PostgreSQL JSON – Count Hours When Value Exceeds Threshold

jsonpostgresql

i have this JSON that is contained in "data" column, the table also have: insert time, pk and some fk as reported below:

PK  INSERT_TIME                     DATA   SENSOR
1   2020-01-04 15:39:44.19364+00    {}       7

The table is populated with an external application that, about every minute, pushes new data, this is the JSON that i have typically in the table:

{
   "dev":11,
   "kw":43.0,
   "lux":200.2,
   "temp":20.3,
}

My goal is to build a query that, having all rows in the table is able to count how many hours in total and hours per day the device was up and running and producing kW, so, when the kW value is greater than zero (those measurements comes from a solar inverter system)

This is the query that i've built, actually i'm able to select only the rows that have the kw value greater than 1 and group them by month, but i'm not able to figure out how to calculate the production hours:

SELECT mt.insert_time, 
       date_part('month', mt.insert_time) as mon
FROM mytable mt 
WHERE sensor = 7 
  AND date_part('month', mt.insert_time) = 5 
  AND (mt.data->'kw')::int > 1

What i'm expecting:

I need to get the exact amount of working hour of my solar panel production system, i'm assuming that the solar panel "works" only when the kW value is greater than zero.

I want to see, day by day, and month by month the working hours of my panel.

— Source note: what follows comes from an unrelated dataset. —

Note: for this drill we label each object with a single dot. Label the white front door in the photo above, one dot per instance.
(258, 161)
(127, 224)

Here guys i'm reporting an example of my data rows

+-----------------------------------------------------------------------------------------------------+
|                                     pk,insert_time,data,sensor                                      |
+-----------------------------------------------------------------------------------------------------+
| 3003711,2020-10-03 09:55:54.271738+00,"{""dev"": 12, ""kw"": 0, ""temp"": 20.8, ""lux"": 2.0}",12   |
| 3003692,2020-10-03 09:54:54.289131+00,"{""dev"": 12, ""kw"": 0, ""temp"": 20.6, ""lux"": 2.0}",12   |
| 3003681,2020-10-03 09:53:54.287502+00,"{""dev"": 12, ""kw"": 9.0, ""temp"": 20.5, ""lux"": 2.0}",12 |
| 3003670,2020-10-03 09:52:54.284262+00,"{""dev"": 12, ""kw"": 9.0, ""temp"": 20.5, ""lux"": 2.0}",12 |
| 3003659,2020-10-03 09:51:56.382746+00,"{""dev"": 12, ""kw"": 12, ""temp"": 20.5, ""lux"": 2.0}",12  |
| 3003648,2020-10-03 09:50:54.279558+00,"{""dev"": 12, ""kw"": 9.0, ""temp"": 20.5, ""lux"": 2.0}",12 |
| 3003637,2020-10-03 09:49:56.377988+00,"{""dev"": 12, ""kw"": 9.0, ""temp"": 20.5, ""lux"": 2.0}",12 |
+-----------------------------------------------------------------------------------------------------+

The final result may produce a query that (starting from a specific day of month, or specific month, or specific year) will give me the number of minutes and hours that the system was powered up and producing kW.

Like, for example:

  • Selecting the date of 10/08/2020 i need to get the total production minutes and respective hours count
  • Selecting the month of july (7) i need to get the total production minutes and respective hours count
  • Selecting the year (2020) i need to get the total production minutes and respective hours count

Best Answer

Q: This is the query that i've built, actually i'm able to select only the rows that have the kw value greater than 1 and group them by month, but i'm not able to figure out how to calculate the production hours:

You need to get each measurement and the next measurement into a single row. This is typically what the lag window function does:

SELECT mt.insert_time,
       lag(mt.insert_time) OVER w AS next_time 
       (mt.data->>'kw')::int AS curr_value,
       ((lag(mt.data) OVER w)->>'kw')::int AS next_value
FROM mytable mt 
WHERE sensor = 7 
WINDOW w AS (order by pk)  -- or order by insert_time if you prefer

Once both the current and next measurements are in the same row, you have the duration between them (=next_time - insert_time) and can sum and filter out rows when the kw value went from above 1 to below 1 or the opposite, or were both below 1.